Sewing For Sustainability
To empower students, reduce plastic waste, promote solutions to the plastic problem.
The Action Project carried out by the grade 6/7 students at High Park Alternative School, focused on the plastic problem and eco-minded citizen empowerment. In the project, the students developed the skill and know how to use a sewing machine, including threading and bobbin. The students measured and cut donated fabric as well up cycled fabrics from home, such as bed sheets, curtains, old t-shirts and blue jeans to construct multi purpose reusable drawstring bags.
The Action Project started with the students interest to educate our school community about the plastic problem, but also focusing on simple solutions. To begin, the student were asked to research an environmental topic/ issue and address an elected official about their concerns in a persuasive writing assignment. The class examined the issues each of them wrote about and they discovered many of them had wrote about the plastic problem and the effects it was having on our ecosystems, animals and humans. As hopeless as the plastic problem can feel at times, the students focused on solutions. During discussions, we came across the fact the lifespan of 1 reusable bag is equal to 700 plastic bags being taken out from the our environment.

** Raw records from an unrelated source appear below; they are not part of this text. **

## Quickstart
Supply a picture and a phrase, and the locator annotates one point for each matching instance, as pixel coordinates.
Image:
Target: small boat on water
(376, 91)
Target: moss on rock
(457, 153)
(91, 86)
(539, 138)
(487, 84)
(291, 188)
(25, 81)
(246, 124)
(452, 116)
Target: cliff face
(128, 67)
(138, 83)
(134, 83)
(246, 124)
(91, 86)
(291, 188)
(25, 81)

As investigations into the plastic problem was a theme in the class. The discussions shifted to thoughts of actions and shifted to identifying produce bags that litter our trees in our urban forest closest to grocery stores. The agreed they were unsightly as well toxic for our environment that is close to a major watershed, and pond. We discussed the cost of buying reusable bags, why people still use the thin produce bags and how can people shift from not using them anymore. As a class, we came up with the idea to make bags as our project.
The students eagerly gathered fabric of all types; the parent community was engaged and 2 sewing machines were donated/loaned; thread, needles, two pairs of pinking sheers and cotton chord was sourced from garage sales. All in all, from donations to items sourced using LSF Action grant funding, our grade 6/7 class had up and running: 4 sewing machines, 10 bags of donated/up cycled fabric, and all donated thread, needles and an iron.
Reflection & Celebration
By the end of the project, each student had constructed a bag for themselves and a bag for their grade 1 learning buddy. To reach our larger community, a display was constructed titled ‘Sewing for Sustainability’ to celebrate the ‘maker skill’ of the students learning to sew as well as facts about reusable bags to educate our school community about solutions to the plastic problem. Projects outcomes were celebrated with vegan cupcakes from a local bakery in a park.